I. He commends Titus, 1. For his earnest care and great concern of heart for them, and desire in all things to promote their welfare. This is mentioned with thankfulness to God (2 Cor. 8:16), and it is cause of thankfulness if God hath put it into the hearts of any to do us or others any good. 2. For his readiness to this present service. He accepted the office, and was forward to go upon this good errand, 2 Cor. 8:17. Asking charity for the relief of others is by many looked upon as a thankless office; yet it is a good office, and what we should not be shy of when we are called to it.
II. He commends another brother, who was sent with Titus. It is generally thought that this was Luke. He is commended, 1. As a man whose praise was in the gospel through all the churches, 2 Cor. 8:18. His ministerial services of several kinds were well known, and he had approved himself praiseworthy in what he had done. 2. As one chosen of the churches (2 Cor. 8:19) and joined with the apostle in his ministration. This was done, it is most likely, at the motion and request of Paul himself; for this reason, that no man might blame him in that abundance which was administered by him (2 Cor. 8:20), so cautious was the apostle to avoid all occasions that evil-minded men might lay hold on to blacken him. He would not give occasion to any to accuse him of injustice or partiality in this affair, and thought it to be his duty, as it is the duty of all Christians, to provide for things honest, not only in the sight of the Lord, but also in the sight of men; that is, to act so prudently as to prevent, as far as we can, all unjust suspicions concerning us, and all occasions of scandalous imputations. Note, We live in a censorious world, and should cut off occasion from those who seek occasion to speak reproachfully. It is the crime of others if they reproach or censure us without occasion; and it is our imprudence at least if we give them any occasion, when there may not be a just cause for them so to do.
III. He commends also another brother who was joined with the two former in this affair. This brother is thought to be Apollos. Whoever he was, he had approved himself diligent in many things; and therefore was fit to be employed in this affair. Moreover, he had great desire to this work, because of the confidence or good opinion he had of the Corinthians (2 Cor. 8:22), and it is a great comfort to see those employed in good works who have formerly approved themselves diligent.

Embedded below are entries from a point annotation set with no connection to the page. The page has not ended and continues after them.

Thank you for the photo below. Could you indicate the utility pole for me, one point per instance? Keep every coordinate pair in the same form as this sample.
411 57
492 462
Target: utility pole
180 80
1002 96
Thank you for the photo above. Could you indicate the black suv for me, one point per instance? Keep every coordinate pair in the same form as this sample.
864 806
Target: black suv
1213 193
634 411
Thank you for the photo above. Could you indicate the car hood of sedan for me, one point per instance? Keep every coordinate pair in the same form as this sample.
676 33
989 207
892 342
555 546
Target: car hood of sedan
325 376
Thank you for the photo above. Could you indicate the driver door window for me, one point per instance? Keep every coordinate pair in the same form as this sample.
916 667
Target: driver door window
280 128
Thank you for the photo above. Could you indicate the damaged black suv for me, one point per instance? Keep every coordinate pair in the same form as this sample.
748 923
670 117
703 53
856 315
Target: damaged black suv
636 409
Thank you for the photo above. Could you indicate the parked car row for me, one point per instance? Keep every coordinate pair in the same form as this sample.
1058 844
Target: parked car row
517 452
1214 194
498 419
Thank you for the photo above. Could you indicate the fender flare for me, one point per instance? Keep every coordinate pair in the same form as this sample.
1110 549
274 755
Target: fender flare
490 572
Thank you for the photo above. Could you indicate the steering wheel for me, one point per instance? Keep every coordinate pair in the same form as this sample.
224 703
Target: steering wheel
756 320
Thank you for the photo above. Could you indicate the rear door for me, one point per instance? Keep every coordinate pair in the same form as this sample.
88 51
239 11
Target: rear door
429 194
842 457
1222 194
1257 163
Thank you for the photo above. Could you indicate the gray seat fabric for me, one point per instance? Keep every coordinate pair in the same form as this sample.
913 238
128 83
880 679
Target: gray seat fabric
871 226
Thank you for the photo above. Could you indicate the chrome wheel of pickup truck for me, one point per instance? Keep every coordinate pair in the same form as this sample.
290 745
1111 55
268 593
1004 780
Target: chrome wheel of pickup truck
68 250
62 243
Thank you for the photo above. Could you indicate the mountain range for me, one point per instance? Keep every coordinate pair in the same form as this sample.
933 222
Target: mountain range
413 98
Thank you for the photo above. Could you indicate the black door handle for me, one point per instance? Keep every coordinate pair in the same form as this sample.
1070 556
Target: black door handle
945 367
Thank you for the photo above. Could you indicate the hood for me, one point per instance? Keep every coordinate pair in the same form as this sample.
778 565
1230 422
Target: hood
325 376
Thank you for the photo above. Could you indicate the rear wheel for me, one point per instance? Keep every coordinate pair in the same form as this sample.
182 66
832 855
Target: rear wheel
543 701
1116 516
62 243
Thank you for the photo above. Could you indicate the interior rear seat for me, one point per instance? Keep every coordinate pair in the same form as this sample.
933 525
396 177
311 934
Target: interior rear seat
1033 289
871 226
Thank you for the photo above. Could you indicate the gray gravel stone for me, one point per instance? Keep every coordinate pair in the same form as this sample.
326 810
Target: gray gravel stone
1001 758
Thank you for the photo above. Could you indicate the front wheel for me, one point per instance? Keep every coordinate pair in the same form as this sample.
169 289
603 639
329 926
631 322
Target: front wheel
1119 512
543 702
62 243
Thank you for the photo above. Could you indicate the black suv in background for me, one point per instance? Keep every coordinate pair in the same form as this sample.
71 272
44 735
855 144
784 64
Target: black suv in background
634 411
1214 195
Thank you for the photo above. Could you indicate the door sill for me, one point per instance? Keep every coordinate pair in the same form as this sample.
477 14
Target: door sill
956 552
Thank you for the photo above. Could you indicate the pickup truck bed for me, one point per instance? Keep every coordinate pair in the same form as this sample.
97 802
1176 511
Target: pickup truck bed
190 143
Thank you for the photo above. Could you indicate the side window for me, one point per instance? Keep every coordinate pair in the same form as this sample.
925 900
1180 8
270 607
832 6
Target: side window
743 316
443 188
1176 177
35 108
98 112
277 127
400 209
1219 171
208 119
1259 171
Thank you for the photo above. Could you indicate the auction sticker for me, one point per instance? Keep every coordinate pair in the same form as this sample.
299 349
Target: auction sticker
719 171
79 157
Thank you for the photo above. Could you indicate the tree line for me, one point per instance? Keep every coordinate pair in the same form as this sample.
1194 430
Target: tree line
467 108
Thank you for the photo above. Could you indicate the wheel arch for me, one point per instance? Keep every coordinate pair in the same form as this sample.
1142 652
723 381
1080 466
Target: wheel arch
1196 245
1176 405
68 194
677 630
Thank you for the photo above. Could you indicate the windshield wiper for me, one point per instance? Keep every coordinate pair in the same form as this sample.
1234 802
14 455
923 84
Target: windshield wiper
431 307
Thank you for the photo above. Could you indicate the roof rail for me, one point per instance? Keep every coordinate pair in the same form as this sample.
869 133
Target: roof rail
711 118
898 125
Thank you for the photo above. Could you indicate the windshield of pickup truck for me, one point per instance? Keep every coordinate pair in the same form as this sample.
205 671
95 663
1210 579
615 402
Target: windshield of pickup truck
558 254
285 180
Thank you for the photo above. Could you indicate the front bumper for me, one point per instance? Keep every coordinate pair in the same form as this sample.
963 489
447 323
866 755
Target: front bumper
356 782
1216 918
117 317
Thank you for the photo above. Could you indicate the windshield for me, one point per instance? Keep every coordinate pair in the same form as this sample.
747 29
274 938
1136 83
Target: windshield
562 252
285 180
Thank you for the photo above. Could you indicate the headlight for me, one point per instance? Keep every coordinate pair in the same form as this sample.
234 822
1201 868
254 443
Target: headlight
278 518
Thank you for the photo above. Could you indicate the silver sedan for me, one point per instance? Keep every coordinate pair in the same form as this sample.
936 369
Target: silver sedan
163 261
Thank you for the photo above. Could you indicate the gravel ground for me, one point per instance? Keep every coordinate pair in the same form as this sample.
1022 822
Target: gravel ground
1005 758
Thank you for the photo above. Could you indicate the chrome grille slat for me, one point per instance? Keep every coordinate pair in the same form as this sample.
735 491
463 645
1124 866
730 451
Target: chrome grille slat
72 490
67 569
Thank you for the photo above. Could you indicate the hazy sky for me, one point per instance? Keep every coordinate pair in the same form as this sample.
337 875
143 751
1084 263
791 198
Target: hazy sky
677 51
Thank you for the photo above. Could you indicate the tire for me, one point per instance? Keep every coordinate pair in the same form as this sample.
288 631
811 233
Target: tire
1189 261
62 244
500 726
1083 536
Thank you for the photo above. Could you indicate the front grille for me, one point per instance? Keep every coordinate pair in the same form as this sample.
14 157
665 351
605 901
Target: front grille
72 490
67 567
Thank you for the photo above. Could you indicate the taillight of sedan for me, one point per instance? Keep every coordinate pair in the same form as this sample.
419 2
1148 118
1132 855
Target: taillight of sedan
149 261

IV. He concludes this point with a general good character of them all (2 Cor. 8:23), as fellow-labourers with him for their welfare; as the messengers of the churches; as the glory of Christ, who were to him for a name and a praise, who brought glory to Christ as instruments and had obtained honour from Christ to be counted faithful and employed in his service. Wherefore, upon the whole, he exhorts them to show their liberality, answerable to the great expectation others had concerning them at this time, that these messengers of the churches, and the churches themselves, might see a full proof of their love to God and to their afflicted brethren, and that it was with good reason the apostle had even boasted on their behalf, 2 Cor. 8:24. Note, The good opinion others entertain of us should be an argument with us to do well.